25 Years of Father

25 Years of Father
The Death of Father Forever


One hoe after another I saw before my eyes when Dad was put on the ground there. I can't shed any more tears. I think my tears are over. I noticed Dad's body was starting to close to the ground.


“God, why don't I have the heart to see Dad on the ground? I can't move down there. Daddy tightness in piercing the ground.” My mind is at war with reality.


Slowly, my eyes were no longer able to see Dad. My hand only holds my sister's shoulder, Ica. There Mamah had the support of my cousin kaka. We can all just strengthen each other. Dad is no more.


“We pray for Dad well deck?” Ica nodded. He just shed tears without saying anything more.

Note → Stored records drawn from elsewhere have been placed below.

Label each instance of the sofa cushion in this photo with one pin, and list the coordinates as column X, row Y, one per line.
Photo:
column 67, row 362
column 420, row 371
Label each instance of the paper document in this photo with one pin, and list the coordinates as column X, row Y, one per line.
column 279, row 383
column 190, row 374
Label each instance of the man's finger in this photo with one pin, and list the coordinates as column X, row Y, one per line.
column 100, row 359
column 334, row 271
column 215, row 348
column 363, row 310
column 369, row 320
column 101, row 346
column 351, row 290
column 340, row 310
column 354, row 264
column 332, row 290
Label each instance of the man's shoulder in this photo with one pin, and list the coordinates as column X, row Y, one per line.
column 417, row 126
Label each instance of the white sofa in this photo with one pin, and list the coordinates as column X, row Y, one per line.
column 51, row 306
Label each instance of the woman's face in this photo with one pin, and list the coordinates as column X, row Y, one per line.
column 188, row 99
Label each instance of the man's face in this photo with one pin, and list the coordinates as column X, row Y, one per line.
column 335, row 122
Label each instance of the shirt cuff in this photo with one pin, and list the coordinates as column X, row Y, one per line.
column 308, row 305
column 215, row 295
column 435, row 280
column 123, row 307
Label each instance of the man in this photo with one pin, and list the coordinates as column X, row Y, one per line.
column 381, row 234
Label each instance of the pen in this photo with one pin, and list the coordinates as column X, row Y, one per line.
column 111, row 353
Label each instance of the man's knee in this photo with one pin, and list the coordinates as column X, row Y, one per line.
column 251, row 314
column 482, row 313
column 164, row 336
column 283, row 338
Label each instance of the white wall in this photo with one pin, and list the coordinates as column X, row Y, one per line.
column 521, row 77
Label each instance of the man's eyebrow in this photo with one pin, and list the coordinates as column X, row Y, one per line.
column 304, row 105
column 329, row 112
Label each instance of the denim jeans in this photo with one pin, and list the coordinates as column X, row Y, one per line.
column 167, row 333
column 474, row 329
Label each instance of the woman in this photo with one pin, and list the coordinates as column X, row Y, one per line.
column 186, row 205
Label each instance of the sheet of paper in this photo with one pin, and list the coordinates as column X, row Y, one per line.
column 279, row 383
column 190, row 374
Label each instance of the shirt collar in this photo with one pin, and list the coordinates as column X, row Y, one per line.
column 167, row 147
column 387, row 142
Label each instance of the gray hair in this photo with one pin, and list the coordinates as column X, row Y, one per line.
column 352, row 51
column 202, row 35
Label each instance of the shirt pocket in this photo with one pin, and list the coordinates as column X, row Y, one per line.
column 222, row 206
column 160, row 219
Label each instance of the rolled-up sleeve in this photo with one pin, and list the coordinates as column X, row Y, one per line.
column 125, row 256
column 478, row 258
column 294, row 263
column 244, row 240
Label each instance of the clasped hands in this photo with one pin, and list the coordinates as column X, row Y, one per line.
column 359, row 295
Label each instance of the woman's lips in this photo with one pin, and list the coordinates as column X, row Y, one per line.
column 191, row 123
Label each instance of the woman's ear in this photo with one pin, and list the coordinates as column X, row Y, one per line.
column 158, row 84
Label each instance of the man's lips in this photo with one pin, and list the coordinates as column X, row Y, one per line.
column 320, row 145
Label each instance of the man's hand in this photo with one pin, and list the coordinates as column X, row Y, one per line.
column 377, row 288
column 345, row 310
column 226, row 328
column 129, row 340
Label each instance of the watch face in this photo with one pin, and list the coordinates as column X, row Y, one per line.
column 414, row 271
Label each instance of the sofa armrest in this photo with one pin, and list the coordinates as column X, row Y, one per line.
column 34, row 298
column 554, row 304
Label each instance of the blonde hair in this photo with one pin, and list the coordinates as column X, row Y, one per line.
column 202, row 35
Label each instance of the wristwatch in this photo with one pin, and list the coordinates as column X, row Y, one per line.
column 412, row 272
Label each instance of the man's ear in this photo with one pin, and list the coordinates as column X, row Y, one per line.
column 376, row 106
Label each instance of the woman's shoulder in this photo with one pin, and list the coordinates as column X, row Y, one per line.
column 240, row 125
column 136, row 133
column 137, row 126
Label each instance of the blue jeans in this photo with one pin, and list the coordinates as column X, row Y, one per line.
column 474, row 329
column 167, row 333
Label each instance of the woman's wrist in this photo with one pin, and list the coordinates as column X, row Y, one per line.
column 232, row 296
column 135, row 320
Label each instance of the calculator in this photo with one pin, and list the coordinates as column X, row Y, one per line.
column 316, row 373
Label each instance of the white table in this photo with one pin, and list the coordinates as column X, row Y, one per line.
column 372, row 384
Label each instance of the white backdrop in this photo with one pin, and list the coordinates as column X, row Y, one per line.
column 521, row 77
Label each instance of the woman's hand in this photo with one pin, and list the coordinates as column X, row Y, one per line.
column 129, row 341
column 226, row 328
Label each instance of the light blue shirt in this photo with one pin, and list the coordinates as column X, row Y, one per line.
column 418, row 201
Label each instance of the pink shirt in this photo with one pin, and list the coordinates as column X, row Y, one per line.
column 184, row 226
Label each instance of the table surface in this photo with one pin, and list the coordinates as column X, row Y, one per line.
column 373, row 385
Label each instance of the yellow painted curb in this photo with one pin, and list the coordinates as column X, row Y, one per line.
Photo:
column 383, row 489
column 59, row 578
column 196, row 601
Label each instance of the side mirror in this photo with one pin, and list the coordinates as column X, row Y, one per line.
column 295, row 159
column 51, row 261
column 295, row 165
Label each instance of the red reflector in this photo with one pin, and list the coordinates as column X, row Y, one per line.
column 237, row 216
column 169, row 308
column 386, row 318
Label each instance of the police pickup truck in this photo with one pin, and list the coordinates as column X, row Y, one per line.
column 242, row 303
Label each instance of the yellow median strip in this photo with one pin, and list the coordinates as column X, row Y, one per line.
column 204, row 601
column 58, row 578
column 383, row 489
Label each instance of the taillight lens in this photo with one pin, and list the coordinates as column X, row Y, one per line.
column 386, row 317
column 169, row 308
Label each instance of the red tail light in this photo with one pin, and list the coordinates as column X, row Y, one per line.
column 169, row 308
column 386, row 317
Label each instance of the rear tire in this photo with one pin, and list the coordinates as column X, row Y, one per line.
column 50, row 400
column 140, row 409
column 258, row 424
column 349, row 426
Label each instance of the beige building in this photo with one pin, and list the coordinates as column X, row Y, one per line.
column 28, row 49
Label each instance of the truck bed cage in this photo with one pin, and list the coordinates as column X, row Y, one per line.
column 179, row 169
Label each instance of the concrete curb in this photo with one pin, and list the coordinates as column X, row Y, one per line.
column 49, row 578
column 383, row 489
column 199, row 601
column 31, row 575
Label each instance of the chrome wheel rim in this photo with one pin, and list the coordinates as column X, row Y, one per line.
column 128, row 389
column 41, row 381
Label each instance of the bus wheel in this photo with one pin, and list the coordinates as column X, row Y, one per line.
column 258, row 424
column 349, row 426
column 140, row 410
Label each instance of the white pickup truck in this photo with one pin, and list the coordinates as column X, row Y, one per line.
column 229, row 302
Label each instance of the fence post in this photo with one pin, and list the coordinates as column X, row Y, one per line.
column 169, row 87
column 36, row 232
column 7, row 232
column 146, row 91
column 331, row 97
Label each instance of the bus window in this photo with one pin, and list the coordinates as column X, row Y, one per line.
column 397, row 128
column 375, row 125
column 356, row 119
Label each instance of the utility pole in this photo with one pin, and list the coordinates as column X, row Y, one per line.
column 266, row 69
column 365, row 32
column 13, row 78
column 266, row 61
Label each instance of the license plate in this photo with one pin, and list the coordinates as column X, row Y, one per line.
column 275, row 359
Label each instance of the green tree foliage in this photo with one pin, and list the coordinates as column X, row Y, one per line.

After the moment of reading the prayer now one by one people began to return to their respective places. It felt so sad when Dad's grave was deserted. Mama was brought home in an ambulance.


“Anggia, let's go home.” Angga pulled my hand to leave. I saw no one's grave at all. All that came in many now are not left. My sadness that was not felt now is so painful.


“Daddy here is deserted. Don't be sad dad? You have to live somewhere different from us. Anggia can't accompany Dad anymore. Forgive Anggia, Father. Anggia misses Dad a lot. Anggia would love to accompany Dad here continuously. But, Dad is not here.” I cried hugging Dad's headstone.


Great sense of not willing to see the graveyard of a beautiful father decorated with flowers should be lonely. Since my life I have not liked solitude. I always wanted a lot of friends to come home. And now Dad is completely alone.


“I want to be here first, Angga. Lonely father.” said I do not want to leave the grave.


“Daddy is calm. I'm not here anymore, honey. Come home. Poor Mamah herself there. We must love Mama spirit.” With a heavy feeling I stepped out of the grave.


Angga is right there is a Mom who needs my strength.


It was hard for me to hug Dad's headstone when it was blocked by wet soil. It's hard to get out of here. I cried again to embrace Dad's headstone.


“Anggia should go home, Dad. Forgive Anggia stay with Dad again. Dad should be happy up there.” Angga's plan led me out of the funeral I chose for Dad.


We went home with my mind blank. The first day for me was empty without Dad ever again. Now I don't have a father who will put the front body when someone has evil intentions on us.


Arriving at Dad's halfway house, Mom I see only beds shed tears.


“Mamah.” I hugged Mamah. We are all very weak at the moment. It was very difficult for me to strengthen Mamah because I myself no longer have the strength.


Ica who was lying down even until her body temperature so hot.


“Mah, eat well. I'll get you a quick meal.” Mama shook her head.


“Mamah is still full, Anggia. You eat not to get sick.” I don't care how Mamah refuses, I still prepare food and even feed Mamah.


Mama had difficulty swallowing food. Her tears kept dripping. Same with me, we are both sad without any more spirit. Dad left us without a word.


It hurts to imagine why Dad left with anger in my heart still left. Why did you leave without finishing everything to me first. Dad didn't give me a chance to get close to him anymore even to paint a final memory with him.